Next of all, If she is innocent, this may give merit to her counterclaims against the labels for privacy invasion, computer fraud and abuse, racketeering, and others. If the RIAA was indeed threatning her based on false evidence to make her pay money, they are guilty of racketeering. Also, if the spying was illegal, they may also be guilty of violating the computer fraud and abuse act.
Emil,
Actually it was Mrs. Andersen's motion the judge granted. The RIAA tried to compel a different protocol, and that was denied.
As you might not understand, Tanya Andersen has NEVER downloaded music. If the files in question aren't there, chances are Tanya WINS THE CASE, and the RIAA LOSES!
IIRC Tanya Anderson offered up her computer to the RIAA when she was first told that they were suing her. The RIAA never took up her offer and that was back in Feb 2005.

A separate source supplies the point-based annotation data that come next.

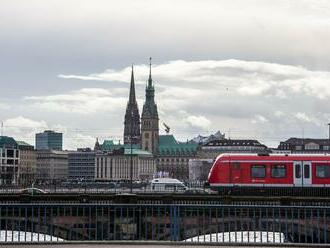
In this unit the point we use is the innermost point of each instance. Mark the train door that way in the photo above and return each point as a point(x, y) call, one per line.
point(235, 173)
point(302, 173)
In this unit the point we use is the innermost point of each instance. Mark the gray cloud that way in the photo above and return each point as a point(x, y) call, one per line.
point(231, 64)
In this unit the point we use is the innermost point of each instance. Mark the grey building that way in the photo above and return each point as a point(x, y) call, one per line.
point(306, 145)
point(9, 160)
point(49, 140)
point(81, 164)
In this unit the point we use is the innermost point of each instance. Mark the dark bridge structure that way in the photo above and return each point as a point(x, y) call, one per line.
point(165, 222)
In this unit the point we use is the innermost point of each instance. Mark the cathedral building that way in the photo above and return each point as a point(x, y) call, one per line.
point(132, 117)
point(150, 120)
point(171, 157)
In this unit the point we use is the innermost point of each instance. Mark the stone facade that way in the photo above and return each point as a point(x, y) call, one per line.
point(115, 165)
point(52, 166)
point(307, 145)
point(173, 157)
point(132, 117)
point(150, 120)
point(81, 164)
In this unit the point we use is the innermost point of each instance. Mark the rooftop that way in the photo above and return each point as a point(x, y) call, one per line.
point(169, 146)
point(7, 141)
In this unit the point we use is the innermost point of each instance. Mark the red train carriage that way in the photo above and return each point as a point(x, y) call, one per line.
point(276, 174)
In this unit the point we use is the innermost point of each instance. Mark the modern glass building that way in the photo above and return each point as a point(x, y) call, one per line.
point(49, 140)
point(81, 164)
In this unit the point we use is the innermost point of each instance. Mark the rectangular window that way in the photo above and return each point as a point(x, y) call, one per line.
point(306, 171)
point(278, 171)
point(323, 171)
point(258, 171)
point(297, 170)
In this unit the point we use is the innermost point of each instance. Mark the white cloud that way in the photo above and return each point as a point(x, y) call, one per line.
point(248, 78)
point(259, 119)
point(198, 121)
point(4, 106)
point(259, 100)
point(83, 101)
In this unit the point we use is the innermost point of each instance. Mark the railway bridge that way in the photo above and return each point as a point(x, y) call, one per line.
point(167, 222)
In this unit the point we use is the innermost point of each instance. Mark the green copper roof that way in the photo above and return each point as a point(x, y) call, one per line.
point(7, 141)
point(22, 143)
point(169, 146)
point(136, 152)
point(109, 145)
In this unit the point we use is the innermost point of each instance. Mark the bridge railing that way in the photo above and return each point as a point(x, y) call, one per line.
point(150, 222)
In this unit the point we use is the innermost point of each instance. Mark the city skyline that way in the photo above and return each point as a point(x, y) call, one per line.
point(226, 71)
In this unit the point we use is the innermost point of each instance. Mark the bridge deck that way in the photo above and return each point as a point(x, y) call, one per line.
point(154, 244)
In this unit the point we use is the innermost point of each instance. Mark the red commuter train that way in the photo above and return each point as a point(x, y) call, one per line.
point(275, 174)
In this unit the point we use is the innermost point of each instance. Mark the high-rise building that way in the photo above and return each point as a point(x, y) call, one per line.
point(150, 120)
point(9, 160)
point(115, 165)
point(28, 163)
point(49, 140)
point(52, 166)
point(132, 117)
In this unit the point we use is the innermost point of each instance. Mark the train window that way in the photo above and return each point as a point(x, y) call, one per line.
point(235, 166)
point(278, 171)
point(258, 171)
point(297, 170)
point(323, 171)
point(306, 171)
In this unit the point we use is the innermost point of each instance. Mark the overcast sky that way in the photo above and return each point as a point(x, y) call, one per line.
point(257, 69)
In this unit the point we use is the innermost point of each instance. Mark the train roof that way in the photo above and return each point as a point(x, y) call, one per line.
point(272, 157)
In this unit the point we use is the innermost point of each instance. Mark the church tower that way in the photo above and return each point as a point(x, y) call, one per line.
point(132, 117)
point(149, 120)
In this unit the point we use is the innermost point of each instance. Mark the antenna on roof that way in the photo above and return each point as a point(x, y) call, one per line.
point(167, 128)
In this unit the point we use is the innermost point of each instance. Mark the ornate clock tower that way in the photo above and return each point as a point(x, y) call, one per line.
point(150, 120)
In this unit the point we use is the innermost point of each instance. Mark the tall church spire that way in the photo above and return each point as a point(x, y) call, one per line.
point(149, 119)
point(150, 79)
point(132, 117)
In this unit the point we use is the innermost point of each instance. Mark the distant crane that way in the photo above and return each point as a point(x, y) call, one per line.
point(167, 128)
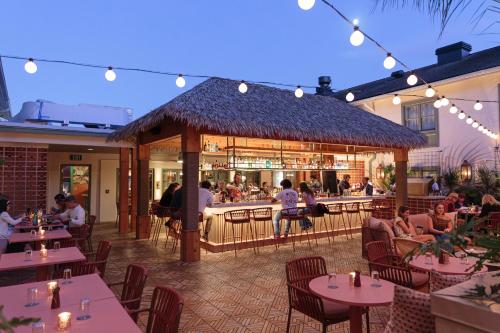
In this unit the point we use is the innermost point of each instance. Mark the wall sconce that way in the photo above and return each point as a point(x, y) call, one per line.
point(466, 171)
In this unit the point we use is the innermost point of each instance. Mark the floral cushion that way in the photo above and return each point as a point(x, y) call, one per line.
point(440, 281)
point(410, 312)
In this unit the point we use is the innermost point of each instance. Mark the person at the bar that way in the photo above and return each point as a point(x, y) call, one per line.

Now, apparently they want her hard drive. I think it's propper for the judge to protect her by ordering an independent expert, as the RIAA would have otherwise had access to ALL her info - private, public, relevent and unrelated.
IMHO, the RIAA should have taken her up on her original offer. Now they're in danger of losing the case they seem to be panicking and trying to look tough by officially demanding to see her HD.
On a side note, I don't know about you, but the data on MY hard drive changes a lot in a year and according to her, there was nothing there to begin with. So if they find nothing, is it because the evidence was willfully destroyed and well covered up or is it simply that there were no infringing files at all?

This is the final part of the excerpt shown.